I have actually never used such a scratch pad, for now all non-crasher bugs that I ever had were solved solely using I/O logging and rich exceptions. Still, should I implement it I would recommend making it:
transaction local: since I/O is logged, we should not need more insight that this
memory bounded: evicting older traces as we progress
log-level driven: just as regular logging, I would want to be able to only enable some logs to get into the scratch pad
And Conditional / Probabilistic Logging ?
Writing one trace every N is not really interesting; it's actually more confusing than anything. On the other hand, logging in-depth one transaction every N can help!

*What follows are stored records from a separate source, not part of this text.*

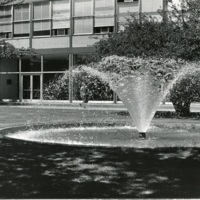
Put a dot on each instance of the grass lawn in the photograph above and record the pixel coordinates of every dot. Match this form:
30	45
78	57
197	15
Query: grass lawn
33	170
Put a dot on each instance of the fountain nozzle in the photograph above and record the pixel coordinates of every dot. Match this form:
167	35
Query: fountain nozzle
142	135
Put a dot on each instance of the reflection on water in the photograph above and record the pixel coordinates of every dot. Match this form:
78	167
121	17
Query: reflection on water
33	170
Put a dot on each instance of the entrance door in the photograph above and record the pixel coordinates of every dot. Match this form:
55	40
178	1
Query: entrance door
31	86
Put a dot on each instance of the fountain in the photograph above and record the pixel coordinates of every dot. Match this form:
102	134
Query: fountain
141	83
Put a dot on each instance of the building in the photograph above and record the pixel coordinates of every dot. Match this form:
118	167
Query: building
61	31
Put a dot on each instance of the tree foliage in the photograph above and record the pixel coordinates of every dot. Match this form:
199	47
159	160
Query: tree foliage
186	91
177	37
58	87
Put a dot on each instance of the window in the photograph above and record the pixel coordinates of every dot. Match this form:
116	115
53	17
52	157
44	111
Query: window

The idea here is to reduce the amount of logs written, in general, whilst still getting a chance to observe bugs traces in detail in the wild. The reduction is generally driven by the logging infrastructure constraints (there is a cost to transferring and writing all those bytes) or by the performance of the software (formatting the logs slows software down).
The idea of probabilistic logging is to "flip a coin" at the start of each session/transaction to decide whether it'll be a fast one or a slow one :)
A similar idea (conditional logging) is to read a special debug field in a transaction field that initiates a full logging (at the cost of speed).
A quick note on rr
With an overhead of only 20%, and this overhead applying only on the CPU processing, it might actually be worth using rr systematically. If this is not feasible, however, it could be feasible to have 1 out of N servers being launched under rr and used to catch hard to find bugs.
This is similar to A/B testing, but for debugging purposes, and can be driven either by a willing commitment of the client (flag in the transaction) or with a probabilistic approach.
Oh, and in the general case, when you are not hunting down anything, it can be easily deactivated altogether. No sense in paying those 20% then.
That's all folks
I could apologize for the lengthy read, but the truth I probably just skimmed the topic. Error Recovery is hard. I would appreciate comments and remarks, to help improve this answer.
If the error is unrecoverable, by definition there is nothing the application can do in production environment, to recover from the error. In other words, the top-level exception handler is not really a solution. Even if the application displays a friendly message like "access violation", "possible memory corruption", etc, that doesn't actually increase availability.
When the application crashes in a production environment, you should get as much information as possible for post-mortem analysis (your second solution).
That said, if you get unrecoverable errors in a production environment, the main problems are your product QA process (it's lacking), and (much before that), writing unsafe/untested code.
When you finish investigating such a crash, you should not only fix the code, but fix your development process so that such crashes are no longer possible (i.e. if the corruption is an uninitialized pointer write, go over your code base and initialize all pointers and so on).